Il était fort tard lorsque nous nous séparâmes, car, Éva ayant voulu se retirer vers onze heures, M. Skimpole se mit au piano en lui disant gaiement que le meilleur moyen de prolonger l’existence était de dérober quelques heures au sommeil ; ce n’est qu’après minuit qu’il prit son bougeoir, et que sa figure radieuse disparut du salon. Je crois vraiment qu’il nous eût bien retenus jusqu’au jour, s’il l’avait voulu. Éva et Richard restèrent quelques moments encore à jaser auprès du feu, et se demandaient si mistress Jellyby avait fini de dicter ses lettres à la pauvre Caddy, lorsque rentra M. Jarndyce, qui nous avait quittés en même temps que M. Skimpole.

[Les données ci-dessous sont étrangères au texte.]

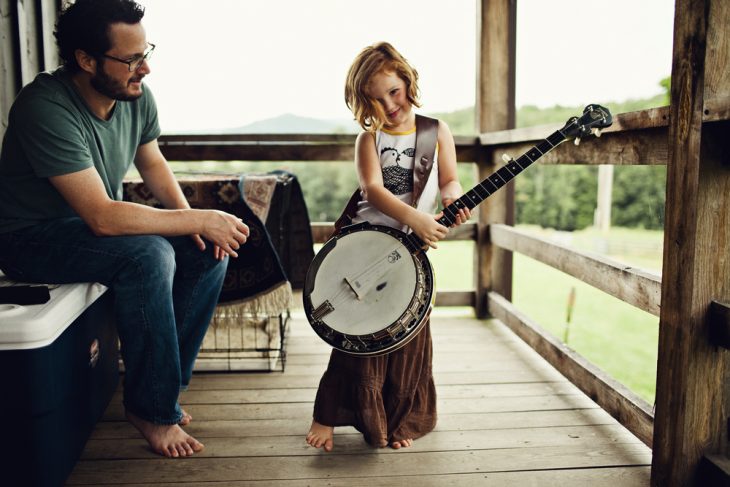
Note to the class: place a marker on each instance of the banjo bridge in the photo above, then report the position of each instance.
(322, 310)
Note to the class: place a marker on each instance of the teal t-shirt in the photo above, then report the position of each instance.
(52, 132)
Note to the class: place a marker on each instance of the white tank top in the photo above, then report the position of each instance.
(397, 151)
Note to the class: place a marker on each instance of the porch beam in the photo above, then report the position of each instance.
(691, 415)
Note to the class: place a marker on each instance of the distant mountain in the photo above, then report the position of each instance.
(294, 124)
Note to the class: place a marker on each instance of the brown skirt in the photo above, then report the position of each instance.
(387, 397)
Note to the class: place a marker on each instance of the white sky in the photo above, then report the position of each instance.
(227, 63)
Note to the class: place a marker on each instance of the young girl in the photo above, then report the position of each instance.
(390, 398)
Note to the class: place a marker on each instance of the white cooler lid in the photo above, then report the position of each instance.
(38, 325)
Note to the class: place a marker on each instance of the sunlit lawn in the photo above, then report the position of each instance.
(617, 337)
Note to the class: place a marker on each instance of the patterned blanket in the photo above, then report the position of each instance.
(256, 282)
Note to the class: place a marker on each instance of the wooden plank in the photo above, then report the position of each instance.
(340, 466)
(495, 110)
(620, 148)
(628, 408)
(690, 419)
(446, 391)
(605, 477)
(10, 82)
(211, 412)
(109, 430)
(263, 147)
(631, 285)
(715, 470)
(246, 445)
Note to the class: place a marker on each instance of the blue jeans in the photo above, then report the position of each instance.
(165, 293)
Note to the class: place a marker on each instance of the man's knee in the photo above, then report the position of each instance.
(154, 255)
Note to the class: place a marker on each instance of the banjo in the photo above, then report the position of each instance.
(370, 289)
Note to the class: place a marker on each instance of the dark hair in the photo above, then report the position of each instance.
(85, 25)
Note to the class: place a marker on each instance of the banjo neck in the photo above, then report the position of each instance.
(491, 184)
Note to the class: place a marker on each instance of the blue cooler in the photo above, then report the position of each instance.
(59, 368)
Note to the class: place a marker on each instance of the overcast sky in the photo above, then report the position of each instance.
(227, 63)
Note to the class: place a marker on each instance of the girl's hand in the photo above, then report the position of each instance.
(461, 217)
(428, 229)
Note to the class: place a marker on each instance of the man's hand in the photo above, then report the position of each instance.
(226, 231)
(218, 253)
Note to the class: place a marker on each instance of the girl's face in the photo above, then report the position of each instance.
(389, 90)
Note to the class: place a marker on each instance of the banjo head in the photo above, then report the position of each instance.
(368, 292)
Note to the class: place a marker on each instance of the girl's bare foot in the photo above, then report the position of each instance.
(166, 439)
(321, 436)
(185, 420)
(401, 444)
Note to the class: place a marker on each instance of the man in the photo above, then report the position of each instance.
(72, 135)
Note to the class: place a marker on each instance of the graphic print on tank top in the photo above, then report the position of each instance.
(396, 178)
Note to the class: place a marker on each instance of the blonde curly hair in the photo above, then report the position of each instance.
(378, 58)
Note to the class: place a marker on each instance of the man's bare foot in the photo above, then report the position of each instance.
(321, 436)
(396, 445)
(185, 420)
(166, 439)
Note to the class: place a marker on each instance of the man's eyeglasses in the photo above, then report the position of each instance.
(136, 62)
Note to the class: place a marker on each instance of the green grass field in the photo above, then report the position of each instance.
(620, 339)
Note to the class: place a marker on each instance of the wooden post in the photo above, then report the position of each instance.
(495, 110)
(691, 375)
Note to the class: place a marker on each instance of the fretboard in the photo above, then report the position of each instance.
(493, 182)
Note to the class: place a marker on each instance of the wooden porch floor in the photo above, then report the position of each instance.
(506, 418)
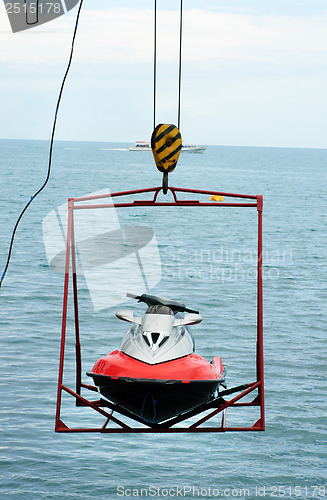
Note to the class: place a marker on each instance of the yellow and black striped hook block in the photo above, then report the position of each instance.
(166, 145)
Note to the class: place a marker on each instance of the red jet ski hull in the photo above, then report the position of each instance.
(157, 392)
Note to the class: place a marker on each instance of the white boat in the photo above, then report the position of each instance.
(145, 146)
(140, 146)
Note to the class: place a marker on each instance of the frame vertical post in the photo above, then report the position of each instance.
(64, 314)
(76, 317)
(260, 362)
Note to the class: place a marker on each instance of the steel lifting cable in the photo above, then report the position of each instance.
(51, 145)
(179, 65)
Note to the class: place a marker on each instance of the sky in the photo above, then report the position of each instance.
(254, 73)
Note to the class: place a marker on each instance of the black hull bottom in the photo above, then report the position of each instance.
(155, 400)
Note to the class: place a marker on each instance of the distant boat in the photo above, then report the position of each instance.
(145, 146)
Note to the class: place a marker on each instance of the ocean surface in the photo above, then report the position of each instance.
(208, 262)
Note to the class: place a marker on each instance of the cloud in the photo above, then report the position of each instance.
(125, 36)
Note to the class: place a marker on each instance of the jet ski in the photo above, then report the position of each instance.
(156, 375)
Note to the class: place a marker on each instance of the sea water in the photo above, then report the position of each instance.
(208, 262)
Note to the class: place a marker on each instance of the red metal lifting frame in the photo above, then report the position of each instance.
(106, 408)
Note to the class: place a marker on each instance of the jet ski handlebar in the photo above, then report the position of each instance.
(153, 300)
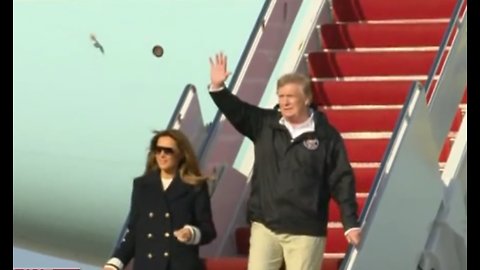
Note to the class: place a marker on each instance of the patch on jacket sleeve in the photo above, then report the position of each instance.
(311, 144)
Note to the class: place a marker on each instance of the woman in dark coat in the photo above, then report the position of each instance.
(170, 214)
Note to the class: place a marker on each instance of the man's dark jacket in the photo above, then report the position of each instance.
(293, 180)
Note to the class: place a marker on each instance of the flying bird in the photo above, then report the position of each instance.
(97, 44)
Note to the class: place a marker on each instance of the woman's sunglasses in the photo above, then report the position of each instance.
(166, 150)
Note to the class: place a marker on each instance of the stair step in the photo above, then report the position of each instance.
(374, 92)
(361, 92)
(345, 63)
(357, 10)
(363, 120)
(366, 150)
(364, 178)
(334, 210)
(377, 35)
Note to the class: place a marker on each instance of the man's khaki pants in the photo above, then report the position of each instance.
(268, 250)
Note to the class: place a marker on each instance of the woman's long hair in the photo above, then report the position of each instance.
(188, 166)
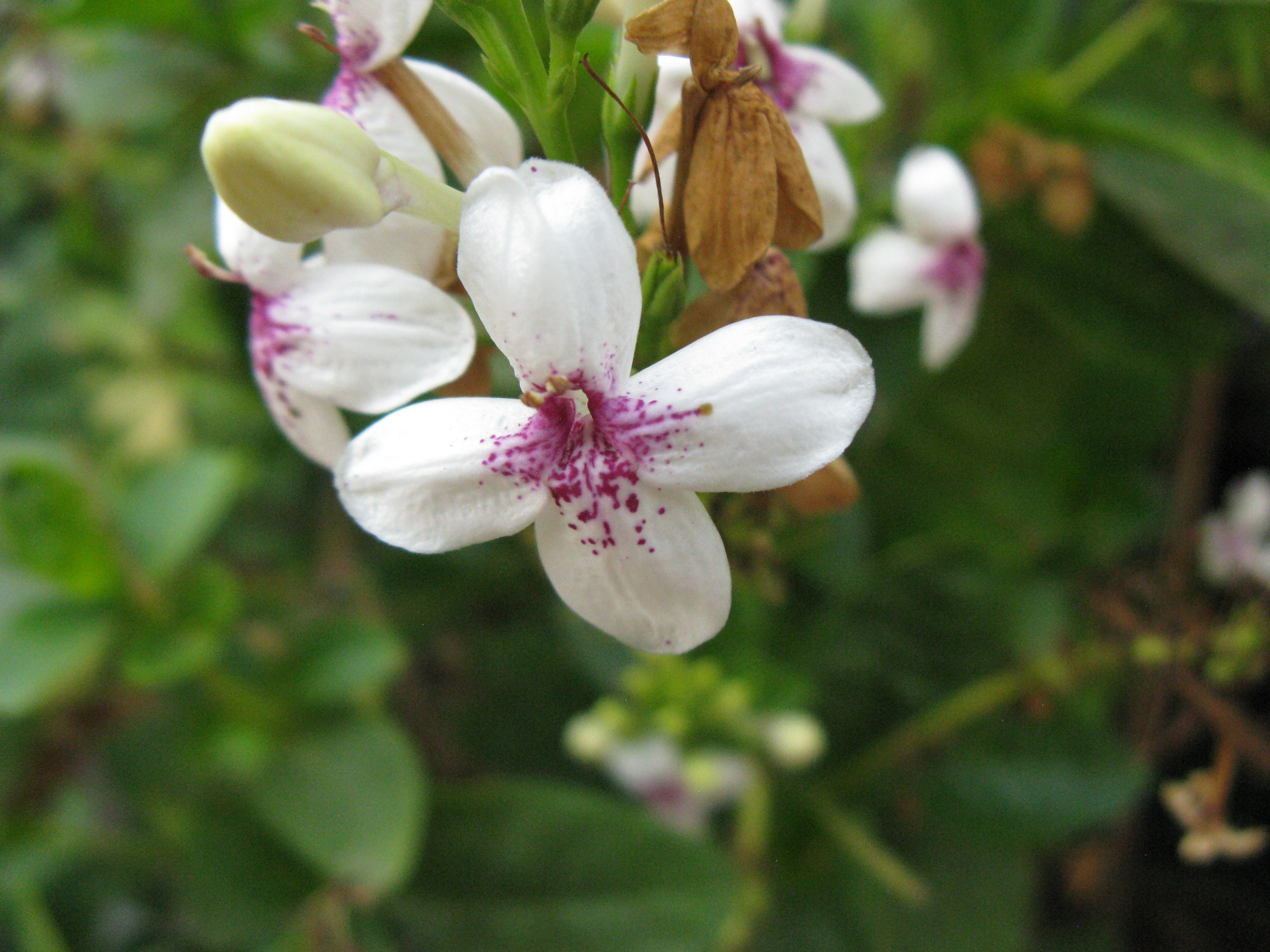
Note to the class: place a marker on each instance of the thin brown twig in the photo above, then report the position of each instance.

« Qu’est-ce que c’est, qu’est-ce que c’est ? dit-il en se frottant la tête et en marchant à grands pas de cet air à la fois si bon et si vexé que nous connaissions déjà. Rick, mon enfant ! et vous, chère Esther, qu’est-ce qu’on vient de me dire là ? qu’avez-vous fait ? pourquoi et comment ? dites un peu…. Le vent tourne de nouveau ; je le sens jusqu’à la moelle. »

Nous ne savions que lui répondre.

«  Voyons, Rick, voyons, poursuivit-il, je veux régler cette affaire avant d’aller me coucher ; qu’est-il sorti de votre poche ? C’est vous deux qui avez fait la somme, je le sais ; mais pourquoi cela ? Comment avez-vous pu ?… Oh ! mon Dieu, quel vent d’est ?

— En vérité, monsieur, dit Richard, je ne crois pas pouvoir en tout honneur vous parler de cette affaire ; M. Skimpole s’est confié à nous…

— Que Dieu vous bénisse, mon cher enfant ! il se confie à tout le monde, répondit M. Jarndyce en se frappant la tête et en s’arrêtant tout à coup.

— Vraiment, monsieur ?

— À tout le monde, reprit mon tuteur qui arpenta de nouveau le salon à grands pas, tenant à la main sa bougie qu’il avait éteinte sans s’en apercevoir ; il sera dans le même bourbier la semaine prochaine ; il y est toujours : il est né poursuivi et contraint ; je suis persuadé que l’on trouverait ces lignes dans le journal qui publia sa naissance : « Mardi dernier, Mme Skimpole est accouchée, en son domicile d’Argencourt, d’un garçon protesté. »

Richard éclata de rire.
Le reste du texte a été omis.